Confira o entrevistão com Jardine:

GloboEsporte.com: Como essa experiência na Libertadores sub-20 ajuda na formação dos meninos?

André Jardine: É uma competição que tem tudo para ser muito grande, tem nome muito forte no profissional. Deveria ser uma das principais competições de categoria de base, porque é um dos raros momentos em que conseguimos integrar grandes equipes de todos os países da América do Sul. É uma experiência muito boa, importante para a gente estar sempre medindo em que nível nosso trabalho está em relação aos nossos vizinhos. Os meninos gostam bastante. Na minha opinião, deveria ter todos os anos e ser melhor elaborada, com mais equipes e mais tempo.

Que aprendizado os jogadores conseguem num torneio como esse?

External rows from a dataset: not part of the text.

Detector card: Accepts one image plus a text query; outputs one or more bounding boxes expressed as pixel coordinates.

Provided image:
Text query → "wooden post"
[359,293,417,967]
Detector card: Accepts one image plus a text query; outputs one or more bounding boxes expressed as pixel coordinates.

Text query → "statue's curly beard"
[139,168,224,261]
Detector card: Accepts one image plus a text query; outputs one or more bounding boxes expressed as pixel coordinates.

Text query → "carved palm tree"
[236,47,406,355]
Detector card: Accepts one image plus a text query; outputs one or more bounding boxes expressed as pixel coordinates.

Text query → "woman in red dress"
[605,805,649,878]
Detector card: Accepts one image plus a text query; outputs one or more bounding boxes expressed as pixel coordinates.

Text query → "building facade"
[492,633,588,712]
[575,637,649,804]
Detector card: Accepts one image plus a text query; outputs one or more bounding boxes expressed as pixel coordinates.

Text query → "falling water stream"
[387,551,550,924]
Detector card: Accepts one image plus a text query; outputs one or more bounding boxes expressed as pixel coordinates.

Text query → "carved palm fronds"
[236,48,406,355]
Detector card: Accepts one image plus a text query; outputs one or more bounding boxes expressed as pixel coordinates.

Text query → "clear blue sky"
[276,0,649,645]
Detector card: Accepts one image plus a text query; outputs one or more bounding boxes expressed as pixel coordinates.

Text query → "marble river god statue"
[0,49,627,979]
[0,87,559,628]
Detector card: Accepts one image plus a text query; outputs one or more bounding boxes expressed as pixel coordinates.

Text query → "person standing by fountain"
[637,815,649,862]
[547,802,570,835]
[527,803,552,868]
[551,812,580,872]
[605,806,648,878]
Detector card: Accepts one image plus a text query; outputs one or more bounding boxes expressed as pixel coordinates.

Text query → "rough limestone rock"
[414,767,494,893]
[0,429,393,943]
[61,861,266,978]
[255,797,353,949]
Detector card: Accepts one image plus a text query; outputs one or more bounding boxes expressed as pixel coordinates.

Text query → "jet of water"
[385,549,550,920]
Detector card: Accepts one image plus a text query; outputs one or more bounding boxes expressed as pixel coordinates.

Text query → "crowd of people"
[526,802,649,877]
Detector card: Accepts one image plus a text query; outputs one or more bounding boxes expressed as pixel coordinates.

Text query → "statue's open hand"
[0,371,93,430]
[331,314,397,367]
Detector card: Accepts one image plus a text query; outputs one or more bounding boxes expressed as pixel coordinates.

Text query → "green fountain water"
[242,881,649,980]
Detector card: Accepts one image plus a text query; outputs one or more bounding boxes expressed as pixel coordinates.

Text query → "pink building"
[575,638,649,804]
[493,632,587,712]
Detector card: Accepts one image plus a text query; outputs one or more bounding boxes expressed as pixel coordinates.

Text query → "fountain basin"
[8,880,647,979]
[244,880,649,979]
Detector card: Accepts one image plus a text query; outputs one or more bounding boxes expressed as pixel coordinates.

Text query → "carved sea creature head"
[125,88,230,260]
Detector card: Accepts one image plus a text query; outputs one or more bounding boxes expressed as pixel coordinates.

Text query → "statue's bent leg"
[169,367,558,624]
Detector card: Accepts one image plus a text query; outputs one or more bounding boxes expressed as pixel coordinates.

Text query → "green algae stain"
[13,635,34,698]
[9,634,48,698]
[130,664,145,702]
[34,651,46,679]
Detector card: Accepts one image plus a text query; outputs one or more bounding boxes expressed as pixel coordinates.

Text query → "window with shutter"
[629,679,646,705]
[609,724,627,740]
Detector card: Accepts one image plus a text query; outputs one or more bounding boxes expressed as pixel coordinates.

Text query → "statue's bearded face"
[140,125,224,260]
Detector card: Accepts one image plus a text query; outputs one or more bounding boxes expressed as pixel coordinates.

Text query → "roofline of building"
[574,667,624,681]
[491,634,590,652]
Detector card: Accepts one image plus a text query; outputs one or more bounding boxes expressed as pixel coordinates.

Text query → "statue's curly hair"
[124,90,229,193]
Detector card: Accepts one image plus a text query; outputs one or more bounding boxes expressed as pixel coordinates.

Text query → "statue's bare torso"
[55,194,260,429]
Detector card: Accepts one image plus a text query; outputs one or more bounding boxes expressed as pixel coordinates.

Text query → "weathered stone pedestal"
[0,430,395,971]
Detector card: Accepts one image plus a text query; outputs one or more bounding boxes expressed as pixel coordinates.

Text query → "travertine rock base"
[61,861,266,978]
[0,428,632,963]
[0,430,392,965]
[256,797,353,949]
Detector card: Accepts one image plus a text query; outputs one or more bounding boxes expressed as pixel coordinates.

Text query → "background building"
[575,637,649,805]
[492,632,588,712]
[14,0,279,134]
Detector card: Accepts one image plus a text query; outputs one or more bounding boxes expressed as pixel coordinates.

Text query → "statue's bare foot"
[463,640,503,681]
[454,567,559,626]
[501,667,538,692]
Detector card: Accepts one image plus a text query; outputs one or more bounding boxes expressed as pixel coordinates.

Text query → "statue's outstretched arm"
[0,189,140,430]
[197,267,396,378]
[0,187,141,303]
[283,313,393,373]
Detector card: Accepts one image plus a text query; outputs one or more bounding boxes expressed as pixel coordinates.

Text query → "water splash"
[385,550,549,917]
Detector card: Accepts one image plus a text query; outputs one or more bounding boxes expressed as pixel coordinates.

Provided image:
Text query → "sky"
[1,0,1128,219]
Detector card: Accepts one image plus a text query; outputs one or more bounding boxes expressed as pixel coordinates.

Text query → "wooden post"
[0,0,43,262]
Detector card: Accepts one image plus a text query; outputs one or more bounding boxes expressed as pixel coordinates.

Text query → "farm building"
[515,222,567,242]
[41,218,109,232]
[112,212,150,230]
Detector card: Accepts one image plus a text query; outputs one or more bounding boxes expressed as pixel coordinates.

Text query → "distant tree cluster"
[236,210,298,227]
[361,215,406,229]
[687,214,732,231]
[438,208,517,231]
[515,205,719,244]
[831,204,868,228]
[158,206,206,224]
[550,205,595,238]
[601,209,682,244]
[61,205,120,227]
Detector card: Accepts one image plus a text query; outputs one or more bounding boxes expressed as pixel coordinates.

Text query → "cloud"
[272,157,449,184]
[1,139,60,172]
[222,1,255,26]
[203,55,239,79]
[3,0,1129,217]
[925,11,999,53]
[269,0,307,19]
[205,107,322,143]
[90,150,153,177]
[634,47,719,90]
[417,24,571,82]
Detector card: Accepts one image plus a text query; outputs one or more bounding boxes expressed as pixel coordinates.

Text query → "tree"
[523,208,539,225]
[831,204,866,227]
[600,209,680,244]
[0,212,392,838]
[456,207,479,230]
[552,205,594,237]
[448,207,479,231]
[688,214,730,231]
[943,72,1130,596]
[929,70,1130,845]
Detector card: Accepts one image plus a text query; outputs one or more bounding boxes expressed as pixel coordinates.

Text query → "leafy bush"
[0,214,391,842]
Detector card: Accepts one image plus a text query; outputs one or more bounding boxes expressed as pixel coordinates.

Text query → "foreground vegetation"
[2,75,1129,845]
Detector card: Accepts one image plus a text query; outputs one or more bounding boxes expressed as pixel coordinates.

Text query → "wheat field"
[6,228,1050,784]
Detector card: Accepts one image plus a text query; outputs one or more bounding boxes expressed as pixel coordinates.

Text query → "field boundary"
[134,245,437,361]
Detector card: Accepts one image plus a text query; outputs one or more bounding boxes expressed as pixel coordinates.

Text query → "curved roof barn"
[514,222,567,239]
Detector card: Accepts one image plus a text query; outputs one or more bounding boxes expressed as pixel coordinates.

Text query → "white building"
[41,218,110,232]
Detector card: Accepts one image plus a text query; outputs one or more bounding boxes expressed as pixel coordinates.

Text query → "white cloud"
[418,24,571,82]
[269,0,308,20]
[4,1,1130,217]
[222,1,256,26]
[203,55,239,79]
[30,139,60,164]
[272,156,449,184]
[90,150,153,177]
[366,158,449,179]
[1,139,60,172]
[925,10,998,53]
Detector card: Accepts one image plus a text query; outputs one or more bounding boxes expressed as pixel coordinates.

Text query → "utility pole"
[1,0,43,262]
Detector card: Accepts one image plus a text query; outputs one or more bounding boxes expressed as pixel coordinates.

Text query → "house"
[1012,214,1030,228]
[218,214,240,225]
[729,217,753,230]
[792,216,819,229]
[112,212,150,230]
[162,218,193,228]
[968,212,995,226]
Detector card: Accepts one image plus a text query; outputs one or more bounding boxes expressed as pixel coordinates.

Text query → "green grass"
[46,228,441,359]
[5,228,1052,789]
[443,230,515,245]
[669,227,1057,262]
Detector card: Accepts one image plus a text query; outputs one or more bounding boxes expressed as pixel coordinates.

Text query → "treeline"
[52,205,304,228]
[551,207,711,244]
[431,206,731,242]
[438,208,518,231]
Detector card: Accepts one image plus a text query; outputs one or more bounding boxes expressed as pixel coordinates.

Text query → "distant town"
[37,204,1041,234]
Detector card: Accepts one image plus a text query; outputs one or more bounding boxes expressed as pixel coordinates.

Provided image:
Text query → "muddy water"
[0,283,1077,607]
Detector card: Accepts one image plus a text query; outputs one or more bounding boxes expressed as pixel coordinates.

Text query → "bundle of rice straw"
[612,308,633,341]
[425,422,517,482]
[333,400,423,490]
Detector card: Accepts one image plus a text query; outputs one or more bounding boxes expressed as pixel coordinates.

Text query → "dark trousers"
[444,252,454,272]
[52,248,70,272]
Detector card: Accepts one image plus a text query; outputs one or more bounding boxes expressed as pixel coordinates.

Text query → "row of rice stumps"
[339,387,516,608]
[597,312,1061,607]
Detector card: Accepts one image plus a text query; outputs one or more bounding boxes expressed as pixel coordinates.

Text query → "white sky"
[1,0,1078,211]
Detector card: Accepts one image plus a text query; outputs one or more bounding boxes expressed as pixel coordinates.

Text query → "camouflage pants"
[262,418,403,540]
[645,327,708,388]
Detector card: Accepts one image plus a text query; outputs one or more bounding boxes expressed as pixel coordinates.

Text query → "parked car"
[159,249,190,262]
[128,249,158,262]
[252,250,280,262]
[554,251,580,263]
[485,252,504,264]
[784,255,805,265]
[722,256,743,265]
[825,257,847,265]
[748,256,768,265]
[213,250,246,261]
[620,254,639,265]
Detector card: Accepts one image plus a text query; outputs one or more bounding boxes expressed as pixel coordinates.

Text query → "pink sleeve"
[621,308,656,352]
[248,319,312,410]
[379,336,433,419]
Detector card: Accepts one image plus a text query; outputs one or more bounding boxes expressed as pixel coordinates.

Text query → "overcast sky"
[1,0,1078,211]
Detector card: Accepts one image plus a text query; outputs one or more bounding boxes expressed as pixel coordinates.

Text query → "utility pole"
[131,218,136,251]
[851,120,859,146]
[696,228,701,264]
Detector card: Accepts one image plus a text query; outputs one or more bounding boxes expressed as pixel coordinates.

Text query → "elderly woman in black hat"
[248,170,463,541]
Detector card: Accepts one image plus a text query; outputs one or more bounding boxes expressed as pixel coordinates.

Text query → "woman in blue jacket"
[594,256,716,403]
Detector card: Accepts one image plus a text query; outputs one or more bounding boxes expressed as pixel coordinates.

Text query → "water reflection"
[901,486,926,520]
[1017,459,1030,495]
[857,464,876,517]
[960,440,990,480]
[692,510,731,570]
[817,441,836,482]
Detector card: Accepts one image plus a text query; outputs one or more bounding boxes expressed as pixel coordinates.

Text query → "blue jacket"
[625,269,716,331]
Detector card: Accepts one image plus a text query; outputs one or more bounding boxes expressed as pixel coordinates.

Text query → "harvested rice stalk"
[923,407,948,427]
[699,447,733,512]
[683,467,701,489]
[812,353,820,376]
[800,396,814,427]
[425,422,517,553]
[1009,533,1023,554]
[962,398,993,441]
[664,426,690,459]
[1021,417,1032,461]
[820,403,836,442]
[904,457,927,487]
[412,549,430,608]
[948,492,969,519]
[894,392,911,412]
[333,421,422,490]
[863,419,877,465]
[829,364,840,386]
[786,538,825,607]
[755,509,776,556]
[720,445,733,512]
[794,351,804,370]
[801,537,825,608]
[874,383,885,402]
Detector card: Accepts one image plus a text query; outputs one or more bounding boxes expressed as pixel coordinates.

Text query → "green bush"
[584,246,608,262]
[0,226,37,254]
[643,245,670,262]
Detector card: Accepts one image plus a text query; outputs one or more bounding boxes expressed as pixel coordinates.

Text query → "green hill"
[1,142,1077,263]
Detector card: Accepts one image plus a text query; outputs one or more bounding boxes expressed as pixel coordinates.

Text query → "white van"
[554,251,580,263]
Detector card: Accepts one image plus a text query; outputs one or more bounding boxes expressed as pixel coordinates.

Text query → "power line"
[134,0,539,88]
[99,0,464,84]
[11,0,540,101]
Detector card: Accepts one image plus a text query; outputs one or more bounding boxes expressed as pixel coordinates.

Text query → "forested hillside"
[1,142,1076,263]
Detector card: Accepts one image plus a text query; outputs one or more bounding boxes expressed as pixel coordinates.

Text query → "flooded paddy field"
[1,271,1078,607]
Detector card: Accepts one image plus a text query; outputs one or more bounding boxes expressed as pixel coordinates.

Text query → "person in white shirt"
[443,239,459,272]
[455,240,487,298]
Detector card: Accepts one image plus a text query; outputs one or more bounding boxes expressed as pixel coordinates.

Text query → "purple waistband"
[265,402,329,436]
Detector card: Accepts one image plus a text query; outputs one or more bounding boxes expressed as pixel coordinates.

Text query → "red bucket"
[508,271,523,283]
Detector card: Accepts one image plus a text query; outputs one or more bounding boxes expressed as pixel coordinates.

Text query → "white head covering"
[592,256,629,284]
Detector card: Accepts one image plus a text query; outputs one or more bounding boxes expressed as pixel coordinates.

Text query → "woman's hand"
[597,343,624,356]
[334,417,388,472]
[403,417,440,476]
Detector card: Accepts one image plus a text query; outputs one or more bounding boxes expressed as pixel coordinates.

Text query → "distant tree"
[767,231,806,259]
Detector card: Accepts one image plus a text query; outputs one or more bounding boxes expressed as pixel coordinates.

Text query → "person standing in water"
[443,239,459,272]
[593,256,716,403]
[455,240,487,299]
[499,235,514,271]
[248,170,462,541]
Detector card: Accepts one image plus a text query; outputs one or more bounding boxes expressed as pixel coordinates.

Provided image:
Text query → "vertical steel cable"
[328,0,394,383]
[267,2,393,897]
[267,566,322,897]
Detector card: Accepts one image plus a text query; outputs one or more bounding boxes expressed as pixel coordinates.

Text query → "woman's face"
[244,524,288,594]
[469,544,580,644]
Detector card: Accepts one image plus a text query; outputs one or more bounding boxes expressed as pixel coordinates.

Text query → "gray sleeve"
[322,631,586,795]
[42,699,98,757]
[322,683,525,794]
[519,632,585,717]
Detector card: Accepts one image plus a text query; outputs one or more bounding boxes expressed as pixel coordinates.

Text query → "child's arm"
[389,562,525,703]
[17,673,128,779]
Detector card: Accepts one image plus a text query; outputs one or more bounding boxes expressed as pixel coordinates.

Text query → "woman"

As escolas uruguaia, argentina, paraguaia, chilena, são diferentes de futebol. Eles têm sua cultura, sua maneira de jogar, e para nós é importante confrontar outras escolas. Acho que essa é a grande valia da competição, considerando que em tese são as melhores equipes de cada país. A gente consegue medir bem realmente o nível do trabalho que estamos fazendo, sempre percebendo nos outros países as evoluções, as tendências. É importante não ficar para trás.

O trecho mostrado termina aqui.